Analyze video feeds in real-time.

• Generate instant meeting summaries and action points.

• Process shared screens to extract key information.

It’s like having an AI assistant watching, learning, and summarizing everything for you.

Alex:

So AI could watch a live presentation, generate notes, and even pull insights?

Sean:

Exactly! This is especially useful for remote teams. Platforms like Watch and Learn already enable these capabilities—creating automatic transcripts, summaries, and action plans after meetings.

This ensures nothing is missed, and employees can focus on discussions instead of note-taking.

Getting Started with AI

Alex:

Sean, you’ve shared so many powerful insights: AI agents connecting systems, LLMs tailored to company data, and multimodal tools enhancing collaboration. For businesses ready to get started, where should they begin?

Sean:

Start small and practical. Identify bottlenecks in workflows—like time wasted searching for information or summarizing meetings. Pilot AI tools to solve those problems.

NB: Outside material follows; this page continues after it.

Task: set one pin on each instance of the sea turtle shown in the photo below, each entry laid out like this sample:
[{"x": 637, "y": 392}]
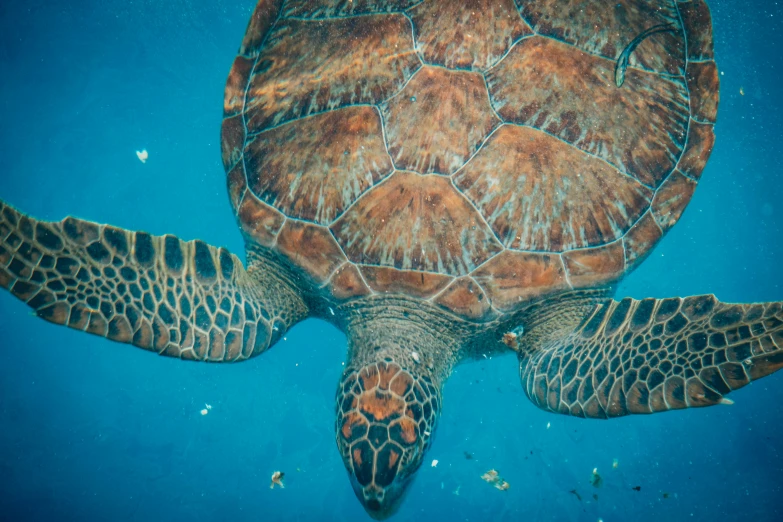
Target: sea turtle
[{"x": 440, "y": 180}]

Once you see the impact, you can expand AI across other processes. The goal is to empower employees, not replace them. AI gives them the tools to be more efficient, creative, and strategic.

Alex:

Fantastic advice. For our listeners who want to explore AI solutions for their teams, visit webanywhere.com—Sean’s team is doing incredible work in this space.

Sean, thanks for joining us.

Sean:

Thanks, Alex. It’s been great.

Alex:

And that’s a wrap for this episode of the Learning Summit Podcast. Stay tuned for more insights on the future of work and technology. See you next time!

AI Agents streamline workflows by connecting data across tools like Jira, Salesforce, and Google Workspace, saving valuable time. Custom-trained LLMs deliver tailored, secure, and highly relevant outputs by leveraging your company’s data. Multimodal AI enhances collaboration through live video analysis, automatic transcripts, and real-time summaries. To get started, focus on solving specific productivity challenges with AI and scale gradually for maximum impact.